April 13, 2024

Campaign advertisements are making the rounds on television. Political pundits are discussing House races. We will be receiving ballots in our mailboxes in the next few weeks.

The signs are all there: It is election season again.

It seems like we are always casting our ballots for something, with either midterms or presidential elections rolling around every two years and many more state and local matters — from propositions to primaries to gubernatorial elections — sprinkled in between. Many of us have heard that it is important to vote, but as we cast our votes, do we place the same importance on how we are voting and what we are doing to prep for such a task?

In a republic such as the U.S., we have placed our faith in the idea that the people hold the power, meaning we can, as a group, determine the route of our nation. However, the only way to develop a successfully functioning power-to-the-people system is if the members of the electorate make individual efforts to thoroughly understand the foundations of the nation, their rights and the issues at hand.

In a study conducted in 2017 by the University of Pennsylvania’s Annenberg Public Policy Center, surveyors found that many Americans lack a basic understanding of the structure of the government. 37% of those surveyed could not identify a First Amendment right, and only 26% could identify all three branches of the U.S. government. This lack of a basic understanding of the Constitution highlights a concerning existence of political ignorance in our electorate. How can members of the nation successfully vote for candidates and solutions if they do not have a foundational knowledge of why our country is structured the way it is?

This trend in a lack of knowledge about the origins of our nation presents a concerning precedent for understanding the U.S. in a modern context. If the electorate does not understand the basic aspects of the U.S. government, how can it be expected to make decisions that will impact how it operates and who is operating it?

While I am sure the education system plays a role in this lack of understanding, we also must acknowledge the individual responsibility we all possess to do the necessary research to both understand our nation’s foundational principles and to better understand our nation through the modern scope. This responsibility entails not only figuring out which issues and candidates we will be voting on in November, but also researching policies, the pros and cons of any solution or candidate and how voting for a certain solution or candidate will impact the nation on a larger scale.

Unfortunately, even the process of seeking out political news and researching it can contribute to political ignorance if we do not use the best sources. According to a 2020 Pew Research Center study, 18% of U.S. adults primarily found political news on social media, and 48% of this group were ages 18-29. 

While this method of finding political news is a good stepping stone, using social media as one’s sole source of gaining political knowledge will not result in an informed electorate. Rather, as we research political topics, we must be wary of bias and attempt to understand an issue holistically through consulting reliable sites and individuals.

Most importantly, as we consider knowledge that we gain about various political topics, we should use our most powerful tools: our minds. We have the power to think critically about issues and analyze how a political decision or policy might impact not only ourselves, but also others, including those who might be different from us. For example, have you lived in the city your whole life? When you encounter an issue about agriculture, do your due diligence and research how a decision might impact a farmer living in another part of your state instead of blindly casting your vote.
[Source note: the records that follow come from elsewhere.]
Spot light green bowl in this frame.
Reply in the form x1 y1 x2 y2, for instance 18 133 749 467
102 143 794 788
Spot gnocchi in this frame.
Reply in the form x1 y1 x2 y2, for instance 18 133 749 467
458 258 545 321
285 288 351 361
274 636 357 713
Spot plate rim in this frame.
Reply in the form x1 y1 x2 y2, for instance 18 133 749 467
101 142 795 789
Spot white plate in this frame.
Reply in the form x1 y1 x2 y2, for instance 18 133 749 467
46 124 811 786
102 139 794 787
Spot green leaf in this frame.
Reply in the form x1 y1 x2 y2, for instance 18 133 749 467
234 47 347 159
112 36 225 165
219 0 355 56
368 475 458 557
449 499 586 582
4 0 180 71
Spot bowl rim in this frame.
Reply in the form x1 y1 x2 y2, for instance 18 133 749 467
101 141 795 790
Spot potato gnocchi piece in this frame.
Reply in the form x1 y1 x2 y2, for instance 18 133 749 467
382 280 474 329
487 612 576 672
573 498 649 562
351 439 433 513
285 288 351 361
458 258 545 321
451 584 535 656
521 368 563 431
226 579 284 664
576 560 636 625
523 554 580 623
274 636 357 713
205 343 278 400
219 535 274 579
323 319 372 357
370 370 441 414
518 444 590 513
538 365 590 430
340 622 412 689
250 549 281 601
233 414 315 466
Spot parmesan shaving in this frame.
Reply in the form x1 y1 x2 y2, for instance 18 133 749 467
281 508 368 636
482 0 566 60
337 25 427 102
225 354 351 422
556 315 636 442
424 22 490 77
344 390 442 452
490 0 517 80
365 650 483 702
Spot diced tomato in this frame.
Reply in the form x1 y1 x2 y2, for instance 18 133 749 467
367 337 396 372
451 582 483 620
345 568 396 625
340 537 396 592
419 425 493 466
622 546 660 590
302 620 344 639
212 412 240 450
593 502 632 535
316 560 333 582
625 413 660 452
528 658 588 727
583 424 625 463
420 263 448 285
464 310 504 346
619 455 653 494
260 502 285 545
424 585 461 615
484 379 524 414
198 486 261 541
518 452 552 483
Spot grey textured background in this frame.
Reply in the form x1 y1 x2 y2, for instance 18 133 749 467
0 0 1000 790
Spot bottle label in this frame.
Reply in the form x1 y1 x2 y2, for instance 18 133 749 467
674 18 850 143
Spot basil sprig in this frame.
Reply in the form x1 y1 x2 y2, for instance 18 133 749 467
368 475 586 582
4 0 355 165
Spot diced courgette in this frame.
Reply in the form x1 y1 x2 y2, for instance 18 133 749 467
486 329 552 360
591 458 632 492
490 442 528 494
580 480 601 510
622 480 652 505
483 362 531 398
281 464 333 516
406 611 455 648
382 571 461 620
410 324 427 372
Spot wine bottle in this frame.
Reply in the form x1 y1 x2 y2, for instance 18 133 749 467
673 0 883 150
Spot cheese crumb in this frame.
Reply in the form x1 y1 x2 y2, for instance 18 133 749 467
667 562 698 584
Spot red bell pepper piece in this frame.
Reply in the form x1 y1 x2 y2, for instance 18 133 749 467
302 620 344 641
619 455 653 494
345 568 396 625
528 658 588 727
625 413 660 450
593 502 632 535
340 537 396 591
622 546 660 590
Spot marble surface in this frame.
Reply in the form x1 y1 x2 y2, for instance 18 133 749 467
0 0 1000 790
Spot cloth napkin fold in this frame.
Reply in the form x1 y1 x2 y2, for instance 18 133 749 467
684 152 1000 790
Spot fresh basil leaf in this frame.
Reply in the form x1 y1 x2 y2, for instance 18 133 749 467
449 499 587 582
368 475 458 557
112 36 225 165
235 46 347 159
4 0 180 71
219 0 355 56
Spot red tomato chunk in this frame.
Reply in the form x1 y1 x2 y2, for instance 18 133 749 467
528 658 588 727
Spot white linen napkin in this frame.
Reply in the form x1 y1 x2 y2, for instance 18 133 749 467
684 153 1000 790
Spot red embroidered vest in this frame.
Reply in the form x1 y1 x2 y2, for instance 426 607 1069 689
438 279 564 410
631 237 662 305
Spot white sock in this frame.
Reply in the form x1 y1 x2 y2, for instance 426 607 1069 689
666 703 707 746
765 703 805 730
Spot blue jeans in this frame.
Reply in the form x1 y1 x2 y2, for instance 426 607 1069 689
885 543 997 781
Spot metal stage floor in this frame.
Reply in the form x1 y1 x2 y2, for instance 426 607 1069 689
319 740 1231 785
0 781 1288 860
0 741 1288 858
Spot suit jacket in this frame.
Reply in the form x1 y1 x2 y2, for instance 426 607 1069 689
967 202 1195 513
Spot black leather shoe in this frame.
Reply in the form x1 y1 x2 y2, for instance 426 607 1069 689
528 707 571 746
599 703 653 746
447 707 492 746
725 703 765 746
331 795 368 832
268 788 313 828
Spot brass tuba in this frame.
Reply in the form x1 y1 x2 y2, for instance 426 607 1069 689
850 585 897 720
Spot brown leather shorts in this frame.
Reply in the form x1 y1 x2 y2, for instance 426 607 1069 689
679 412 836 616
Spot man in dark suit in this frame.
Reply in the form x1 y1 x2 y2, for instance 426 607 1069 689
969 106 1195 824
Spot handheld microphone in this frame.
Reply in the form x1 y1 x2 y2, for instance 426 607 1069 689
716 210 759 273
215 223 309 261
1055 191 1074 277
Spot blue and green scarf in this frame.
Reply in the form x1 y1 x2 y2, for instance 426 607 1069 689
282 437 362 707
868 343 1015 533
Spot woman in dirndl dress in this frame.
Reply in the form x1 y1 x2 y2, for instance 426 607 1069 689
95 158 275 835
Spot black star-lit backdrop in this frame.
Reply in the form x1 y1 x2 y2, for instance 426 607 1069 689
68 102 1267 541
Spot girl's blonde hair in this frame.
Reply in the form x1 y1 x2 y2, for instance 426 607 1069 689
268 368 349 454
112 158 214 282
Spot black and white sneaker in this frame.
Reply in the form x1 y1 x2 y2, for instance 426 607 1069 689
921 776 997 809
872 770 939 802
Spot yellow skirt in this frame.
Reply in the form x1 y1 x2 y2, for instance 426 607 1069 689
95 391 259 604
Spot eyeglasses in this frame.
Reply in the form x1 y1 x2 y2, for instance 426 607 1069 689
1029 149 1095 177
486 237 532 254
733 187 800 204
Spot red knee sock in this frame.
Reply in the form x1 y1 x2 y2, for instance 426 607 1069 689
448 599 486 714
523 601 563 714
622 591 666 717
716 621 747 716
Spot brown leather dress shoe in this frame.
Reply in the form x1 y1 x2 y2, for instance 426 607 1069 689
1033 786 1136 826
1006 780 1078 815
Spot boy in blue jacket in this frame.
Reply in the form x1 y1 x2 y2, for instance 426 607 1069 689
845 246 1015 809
The midterms are not a presidential election, so I know they are less exciting. It can be more difficult to see their purpose in the greater fabric of the nation. I also know it can be easier, especially as busy college students living in a politically polarized society, to push politics far out of our minds and exist in our own bubbles. However, I encourage you to embrace politics and do your research because, at the end of the day, most issues — including those you care about — are political in some way. The decisions we make when we vote directly impact us, whether we acknowledge it or not.

So, I encourage you to show up and cast your ballot this election season. But please do not do it unless you are confident in your decisions and have done your due diligence, because your last-minute decision at the ballot box could be impacting someone else’s life. Be aware of your power and wield it wisely.